The present invention relates to a friction member and a rotor or stator of an ultrasonic motor.
An example of an ultrasonic motor is shown in FIG. 3.
The cylindrical composite vibrator type ultrasonic motor 14 shown in FIG. 3 is generally composed of a stator 24 comprising a torsional vibrator 22, a longitudinal displacement type piezoelectric element 20, and a stator head 28, and a rotor 10 rotatably coupled thereon.
The torsional vibrator 22 is composed of a laminated piezoelectric member 16 such as lead zirconate titanate and a cylindrical vibrator 18 disposed thereon.
A longitudinal displacement type piezoelectric element 20 which operates as a clutch when actuated and a stator head 28 is disposed on the torsional vibrator 22.
The surface of the stator head 28 which is in contact with the rotor 10 is a stator sliding surface onto which a friction member 30 is applied.
The rotor 10 is bolted with a spring 26 interposed and is thereby urged onto the friction member 30 of the stator 24 at a predetermined pressure (preloaded).
In the composite vibrator type ultrasonic motor 14 having the configuration as described above, an application voltage of the resonance frequency of the torsional vibrator 22 is applied to the torsional vibrator 22 and the longitudinal displacement type piezoelectric element 20. This causes torsional vibration of the torsional vibrator 22 and expansion and contraction of the longitudinal displacement type piezoelectric element 20. The combination of these vibrations allows the rotor 10 to be continuously rotated in one direction.

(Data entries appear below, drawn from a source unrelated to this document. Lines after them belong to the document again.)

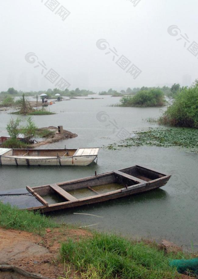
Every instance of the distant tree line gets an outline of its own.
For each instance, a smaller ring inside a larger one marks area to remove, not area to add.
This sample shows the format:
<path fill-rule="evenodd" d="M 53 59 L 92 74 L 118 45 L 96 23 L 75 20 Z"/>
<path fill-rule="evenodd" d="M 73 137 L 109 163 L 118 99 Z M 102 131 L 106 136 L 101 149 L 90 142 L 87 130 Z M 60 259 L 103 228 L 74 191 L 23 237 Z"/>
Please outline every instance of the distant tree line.
<path fill-rule="evenodd" d="M 30 91 L 24 92 L 20 90 L 17 91 L 13 87 L 10 87 L 8 89 L 7 91 L 2 91 L 0 94 L 2 96 L 6 95 L 12 95 L 13 97 L 21 96 L 24 94 L 27 96 L 34 96 L 36 95 L 40 95 L 42 93 L 47 94 L 48 98 L 53 97 L 55 94 L 58 94 L 61 96 L 68 97 L 77 97 L 80 96 L 87 96 L 88 95 L 94 94 L 95 93 L 90 90 L 86 89 L 80 89 L 77 88 L 74 90 L 69 90 L 67 88 L 65 90 L 61 90 L 57 88 L 51 89 L 49 88 L 47 90 L 40 90 L 39 91 Z"/>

The driving torque of ultrasonic motors including composite vibrator type ultrasonic motors is largely dependent on the friction force between the stator head 28 (substantially the friction member 30) and the rotor 10. That is, a large driving torque can not be generated unless the friction member has a certain degree of friction coefficient.
In addition, the abrasion resistance of the friction member 30 determines the durability and life of an ultrasonic motor itself.
Accordingly, the friction member is required to be able to withstand for a 10,000-hr driving period and, at the same time, to generate a predetermined driving torque.
In general, a polyimide type resin is used for the friction member 30 but it does not necessarily provide satisfactory results.